Below the surface of this bright world lay the enslaved black race. In the minds of many Southerners--it was always a secret burden from which they saw no means of freeing themselves. To emancipate the slaves, and thereby to create a population of free blacks, was generally considered, from the white point of view, an impossible solution of the problem. The Southerners usually believed that the African could be tamed only in small groups and when constantly surrounded by white influence, as in the case of house servants. Though a few great capitalists had taken up the idea that the deliberate exploitation of the blacks was the high prerogative of the whites, the general sentiment of the Southern people was more truly expressed by Toombs when he said: "The question is not whether we could be more prosperous and happy with these three and a half million slaves in Africa, and their places filled with an equal number of hardy, intelligent, and enterprising citizens of the superior race; but it is simply whether, while we have them among us, we would be most prosperous with them in freedom or in bondage."The Southern people, in the majority of instances, had no hatred of the blacks. In the main they led their free, spirited, and gracious life, convinced that the maintenance of slavery was but making the best of circumstances which were beyond their control.

It was these Southern people who were to hear from afar the horrible indictment of all their motives by the Abolitionists and who were to react in a growing bitterness and distrust toward everything Northern.

But of these Southern people the average Northerner knew nothing.

He knew the South only on its least attractive side of professional politics. For there was a group of powerful magnates, rich planters or "slave barons," who easily made their way into Congress, and who played into the hands of the Northern capitalists, for a purpose similar to theirs. It was these men who forced the issue upon slavery; they warned the common people of the North to mind their own business; and for doing so they were warmly applauded by the Northern capitalist class. It was therefore in opposition to the whole American world of organized capital that the Northern masses demanded the use of "the Northern hammer"--as Sumner put it, in one of his most furious speeches--in their aim to destroy a section where, intuitively, they felt their democratic ideal could not be realized.
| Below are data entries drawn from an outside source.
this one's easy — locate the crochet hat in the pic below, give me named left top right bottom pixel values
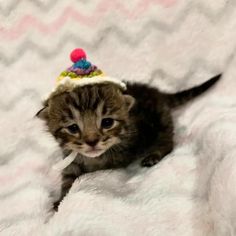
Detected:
left=49, top=48, right=126, bottom=99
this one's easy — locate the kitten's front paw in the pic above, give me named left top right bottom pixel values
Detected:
left=141, top=154, right=160, bottom=167
left=53, top=200, right=60, bottom=211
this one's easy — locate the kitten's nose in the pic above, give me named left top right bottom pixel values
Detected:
left=85, top=139, right=99, bottom=147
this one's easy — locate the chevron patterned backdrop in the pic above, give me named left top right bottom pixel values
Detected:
left=1, top=1, right=236, bottom=153
left=1, top=0, right=236, bottom=98
left=1, top=1, right=236, bottom=233
left=1, top=0, right=236, bottom=163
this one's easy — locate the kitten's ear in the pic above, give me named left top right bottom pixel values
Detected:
left=36, top=106, right=49, bottom=120
left=123, top=95, right=135, bottom=111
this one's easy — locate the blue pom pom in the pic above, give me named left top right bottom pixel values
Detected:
left=73, top=59, right=91, bottom=69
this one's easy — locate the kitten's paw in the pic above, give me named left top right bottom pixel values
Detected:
left=141, top=154, right=160, bottom=167
left=53, top=200, right=60, bottom=211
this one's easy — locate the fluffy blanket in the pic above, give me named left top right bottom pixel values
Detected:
left=1, top=0, right=236, bottom=235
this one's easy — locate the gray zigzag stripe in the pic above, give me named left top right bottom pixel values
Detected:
left=0, top=51, right=233, bottom=112
left=0, top=0, right=90, bottom=16
left=1, top=49, right=233, bottom=112
left=0, top=0, right=233, bottom=19
left=150, top=49, right=236, bottom=92
left=0, top=89, right=41, bottom=110
left=0, top=0, right=235, bottom=65
left=0, top=0, right=235, bottom=67
left=0, top=28, right=141, bottom=65
left=0, top=0, right=52, bottom=17
left=0, top=59, right=223, bottom=112
left=0, top=138, right=47, bottom=162
left=149, top=58, right=222, bottom=90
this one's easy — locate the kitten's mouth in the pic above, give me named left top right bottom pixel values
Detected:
left=84, top=148, right=104, bottom=158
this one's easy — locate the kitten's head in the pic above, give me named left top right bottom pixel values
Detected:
left=37, top=84, right=135, bottom=158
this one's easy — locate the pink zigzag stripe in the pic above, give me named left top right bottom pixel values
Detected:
left=0, top=0, right=176, bottom=40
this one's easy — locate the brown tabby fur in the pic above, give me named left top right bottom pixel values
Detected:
left=37, top=74, right=221, bottom=208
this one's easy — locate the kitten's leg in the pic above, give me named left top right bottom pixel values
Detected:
left=141, top=135, right=173, bottom=167
left=54, top=163, right=82, bottom=210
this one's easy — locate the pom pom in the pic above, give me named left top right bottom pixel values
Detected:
left=70, top=48, right=86, bottom=63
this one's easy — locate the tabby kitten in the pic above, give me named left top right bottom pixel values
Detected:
left=37, top=74, right=221, bottom=205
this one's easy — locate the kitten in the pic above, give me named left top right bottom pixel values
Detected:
left=37, top=74, right=221, bottom=206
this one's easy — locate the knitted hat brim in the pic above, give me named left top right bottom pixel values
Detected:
left=45, top=75, right=127, bottom=101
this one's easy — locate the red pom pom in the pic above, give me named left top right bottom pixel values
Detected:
left=70, top=48, right=86, bottom=63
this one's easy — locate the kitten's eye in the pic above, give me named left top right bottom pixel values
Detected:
left=67, top=124, right=79, bottom=134
left=101, top=118, right=114, bottom=129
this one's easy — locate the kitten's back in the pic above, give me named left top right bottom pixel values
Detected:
left=126, top=74, right=221, bottom=109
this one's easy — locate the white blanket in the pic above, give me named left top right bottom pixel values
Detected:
left=1, top=1, right=236, bottom=235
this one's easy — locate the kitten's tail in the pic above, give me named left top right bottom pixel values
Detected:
left=166, top=74, right=221, bottom=108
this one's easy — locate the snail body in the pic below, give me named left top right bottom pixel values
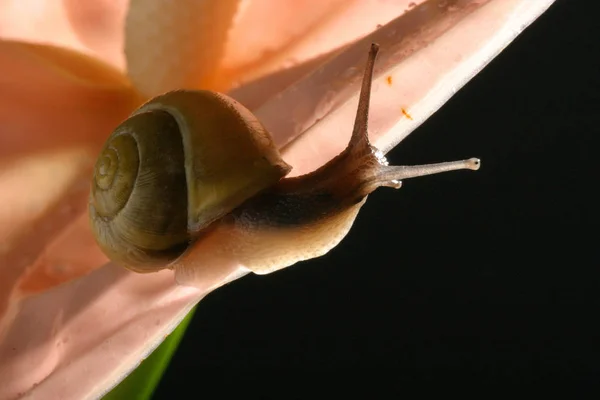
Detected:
left=89, top=44, right=480, bottom=283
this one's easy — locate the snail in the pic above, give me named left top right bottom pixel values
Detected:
left=89, top=43, right=480, bottom=284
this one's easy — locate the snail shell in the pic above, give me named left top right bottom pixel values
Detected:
left=89, top=90, right=290, bottom=272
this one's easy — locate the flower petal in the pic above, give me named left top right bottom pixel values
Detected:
left=0, top=40, right=139, bottom=328
left=124, top=0, right=417, bottom=97
left=0, top=265, right=244, bottom=400
left=125, top=0, right=243, bottom=96
left=249, top=0, right=557, bottom=176
left=0, top=1, right=555, bottom=398
left=0, top=0, right=128, bottom=69
left=224, top=0, right=424, bottom=104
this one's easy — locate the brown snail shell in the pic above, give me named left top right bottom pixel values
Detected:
left=89, top=90, right=290, bottom=272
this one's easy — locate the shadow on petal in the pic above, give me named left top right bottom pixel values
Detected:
left=0, top=264, right=205, bottom=400
left=0, top=40, right=140, bottom=329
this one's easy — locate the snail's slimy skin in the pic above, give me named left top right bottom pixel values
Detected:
left=174, top=199, right=366, bottom=284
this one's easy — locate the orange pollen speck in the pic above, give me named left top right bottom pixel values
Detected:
left=401, top=107, right=413, bottom=120
left=386, top=75, right=393, bottom=86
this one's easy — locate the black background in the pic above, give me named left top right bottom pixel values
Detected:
left=155, top=0, right=598, bottom=395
And what was that ideal? Merely to answer democracy is to dodge the fundamental question. The North was too complex in its social structure and too multitudinous in its interests to confine itself to one type of life. It included all sorts and conditions of men--from the most gracious of scholars who lived in romantic ease among his German and Spanish books, and whose lovely house in Cambridge is forever associated with the noble presence of Washington, to the hardy frontiersman, breaking the new soil of his Western claim, whose wife at sunset shaded her tired eyes, under a hand rough with labor, as she stood on the threshold of her log cabin, watching for the return of her man across the weedy fields which he had not yet fully subdued. Far apart as were Longfellow and this toiler of the West, they yet felt themselves to be one in purpose.